/eForest

This is the official implementation for the paper 'AutoEncoder by Forest'

Primary LanguagePython

eForest: A random forest based autoencoder.

This is the official clone for the implementation of encoderForest.(The University's webserver is unstable sometimes, therefore we put the official clone here at github)

Package Official Website: http://lamda.nju.edu.cn/code_eForest.ashx

This package is provided "AS IS" and free for academic usage. You can run it at your own risk. For other purposes, please contact Prof. Zhi-Hua Zhou (zhouzh@lamda.nju.edu.cn).

Description: A python implementation of encoderForest proposed in [1]. A demo implementation of eForest library as well as some demo client scripts to demostrate how to use the code. The implementation is flexible enough for modifying the model or fit your own datasets.

Reference: [1] J. Feng and Z.-H. Zhou. AutoEncoder by Forest. In: Proceedings of the 32nd AAAI Conference on Artificial Intelligence (AAAI'18), New Orleans, Lousiana, USA, 2018.

ATTN: This package was developed and maintained by Mr.Ji Feng(http://lamda.nju.edu.cn/fengj/) .For any problem concerning the codes, please feel free to contact Mr.Feng.(fengj@lamda.nju.edu.cn) or open some issues here.

Installation

Step 1: Create virtual envrionment

The eforest is based on a custom version of scikit-learn, in which we add some extra methods in the origin forest models.
To avoid confiction with other usage of the official version of scikit-learn, you need to create a seperate envirionment.
If you are using anaconda ( it's a must), you will need to run the following command.

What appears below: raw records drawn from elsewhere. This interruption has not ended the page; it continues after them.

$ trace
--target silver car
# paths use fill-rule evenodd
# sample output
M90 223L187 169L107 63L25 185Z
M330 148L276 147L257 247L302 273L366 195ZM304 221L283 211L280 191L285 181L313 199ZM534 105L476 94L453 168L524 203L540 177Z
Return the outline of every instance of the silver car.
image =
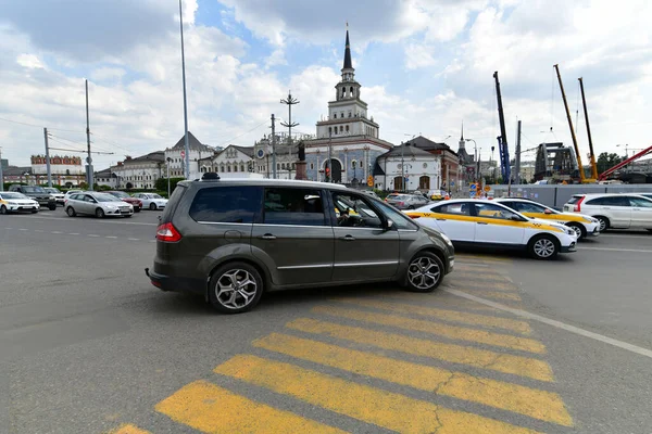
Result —
M399 194L388 197L387 203L399 209L416 209L430 203L430 201L421 194Z
M65 213L70 217L78 214L104 217L131 217L134 207L108 193L83 192L68 196L64 205Z

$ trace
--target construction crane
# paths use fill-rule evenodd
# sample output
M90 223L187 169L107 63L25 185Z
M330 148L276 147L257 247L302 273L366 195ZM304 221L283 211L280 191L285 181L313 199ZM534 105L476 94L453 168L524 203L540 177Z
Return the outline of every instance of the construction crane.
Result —
M570 128L570 137L573 138L573 148L575 148L575 158L577 158L577 168L579 171L579 180L581 183L594 183L595 179L587 179L584 173L584 166L581 164L581 155L579 153L579 146L577 145L577 137L575 137L575 129L573 128L573 119L570 118L570 111L568 110L568 102L566 101L566 92L564 92L564 84L562 82L562 76L560 74L560 66L554 65L554 69L557 74L557 80L560 81L560 89L562 91L562 100L564 100L564 108L566 108L566 117L568 118L568 128Z
M587 136L589 137L589 159L591 161L591 178L592 179L587 180L587 181L595 182L595 180L598 179L598 165L595 164L595 153L593 152L593 140L591 139L591 127L589 126L589 112L587 111L587 100L584 94L584 81L582 81L581 77L579 77L578 80L579 80L579 89L581 91L581 105L584 106L585 119L587 123Z
M604 181L606 178L609 178L610 175L612 175L613 173L618 170L620 167L625 167L629 163L634 163L635 161L637 161L648 154L652 155L652 146L645 148L638 154L635 154L635 155L630 156L629 158L625 159L624 162L616 164L614 167L604 170L602 174L600 174L600 177L598 179L601 181Z
M503 183L511 183L512 168L510 167L510 148L507 146L507 133L505 131L505 115L502 110L502 95L500 93L500 81L498 71L493 73L496 79L496 98L498 99L498 118L500 122L500 136L498 139L498 152L500 154L500 173Z

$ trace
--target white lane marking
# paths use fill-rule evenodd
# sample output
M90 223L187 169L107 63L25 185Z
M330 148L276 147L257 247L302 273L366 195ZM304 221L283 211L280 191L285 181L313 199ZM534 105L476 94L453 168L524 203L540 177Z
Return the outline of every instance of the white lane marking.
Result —
M603 251L603 252L637 252L652 253L652 251L643 251L640 248L610 248L610 247L577 247L578 251Z
M70 217L30 217L33 219L40 219L40 220L66 220L66 221L71 221ZM84 220L78 220L78 221L84 221ZM111 221L111 220L103 220L102 222L99 222L97 220L86 220L86 221L96 221L99 225L140 225L140 226L159 226L159 224L147 224L147 222L142 222L142 221L124 221L124 220L120 220L120 221Z
M474 301L476 303L480 303L480 304L493 307L496 309L509 311L510 314L516 315L516 316L522 317L522 318L527 318L527 319L531 319L531 320L535 320L535 321L539 321L539 322L542 322L544 324L555 327L557 329L566 330L567 332L570 332L570 333L579 334L580 336L590 337L592 340L600 341L600 342L603 342L605 344L610 344L610 345L616 346L618 348L627 349L628 352L636 353L636 354L639 354L641 356L645 356L645 357L652 358L652 349L643 348L641 346L632 345L632 344L629 344L627 342L615 340L613 337L609 337L609 336L604 336L602 334L593 333L593 332L590 332L588 330L580 329L578 327L567 324L565 322L561 322L561 321L554 320L554 319L546 318L546 317L542 317L542 316L537 315L537 314L528 312L527 310L514 309L513 307L501 305L500 303L496 303L496 302L492 302L490 299L486 299L486 298L481 298L481 297L478 297L478 296L475 296L475 295L472 295L472 294L467 294L467 293L462 292L462 291L457 291L457 290L443 290L443 291L446 291L446 292L448 292L450 294L456 295L459 297L472 299L472 301Z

conda create -n eforest python=3.5 anaconda
source activate eforest
pip uninstall scikit-learn

Step 2: checkout the scikit-learn codes

The latest released version of sklearn until the code released is v0.19.1, you need to clone the code and check-out that version. That is, run the following command (you cannot install sklearn via pip/conda):

git clone https://github.com/scikit-learn/scikit-learn.git
cd scikit-learn
git checkout tags/0.19.1 -b 0.19.1

Step 3: Merge eforest code (this repo) into scikit-learn and install it.

Exit the folder and go to the folder containing the package, run the following command.

sh copy_codes.sh
cd scikit-learn
python setup.py install

And that's it.

Usage

Current supported model in sklearn includes:

  • Supervised Model
    • sklearn.ensemble.RandomForestClassifier
    • sklearn.ensemble.RandomForestRegressor
    • sklearn.ensemble.ExtraTreesClassifier
    • sklearn.ensemble.ExtraTreesRegressor
  • Unsupervised Model
    • sklearn.ensemble.RandomTreesEmbedding

Simple Encode/Decode Demo

from sklearn.ensemble import RandomForestClassifier
from keras.datasets import mnist
(x_train, y_train), (x_test, y_test) = mnist.load_data()
x_train = x_train.reshape((x_train.shape[0], -1))
x_test = x_test.reshape((x_test.shape[0], -1))
model = RandomForestClassifier(n_estimators=1000, max_depth=None, n_jobs=-1)
model.fit(x_train, y_train)
X_encode = model.encode(x_test)
X_decode = model.decode(X_encode)

API details of model.encode

Parameters

  • X [ndarray]
    • shape = [n_samples, n_features]

Returns

  • X_encode [ndarray]
    • shape = [n_samples, n_trees]
    • X_encode[i, j] represent the leaf index for the j'th tree for the i'th sample

API details of model.decode

Parameters

  • X_encode [ndarray]
    • shape = [n_samples, n_trees]
  • sample_method [str, default='minimal']    - If sample_method == 'minimal':
    • The value of each dimension of the decoded result is determined by the minimal value defined by the corresponding MCR, you can define your own sample method as well.
    • MCR (Maximal-Compatible Rule) is the rule defined by the decison paths of X, checkout the paper for more details.
  • null_value [float, default=0]
    • The value used to replace nan value when the MCR is not defined for the particular attribute.

Returns

  • X_decode [ndarray]
    • shape = [n_samples, n_feautres]

More Examples

MNIST AutoEncoding Example

The following scripys will display the autoencoding result for MNIST dataset.
The first row (origin) is the origin images.
The second row (supervised) is the decoded result of eforest in supervised setting.
The third row (unsupervised) is the decoded result of eforest in unsupervised setting.

python exp/mnist_autoencoder.py

mnist autoencoder

CIFAR10 AutoEncoding Example

Run the following scripts, It will display the autoencoding result for CIFAR10 dataset

python exp/cifar10_autoencoder.py

cifar10 autoencoder

For citation purpose, please cite:
J. Feng and Z.-H. Zhou. AutoEncoder by Forest. In: Proceedings of the 32nd AAAI Conference on Artificial Intelligence (AAAI'18), New Orleans, Lousiana, USA, 2018.

Happy Hacking.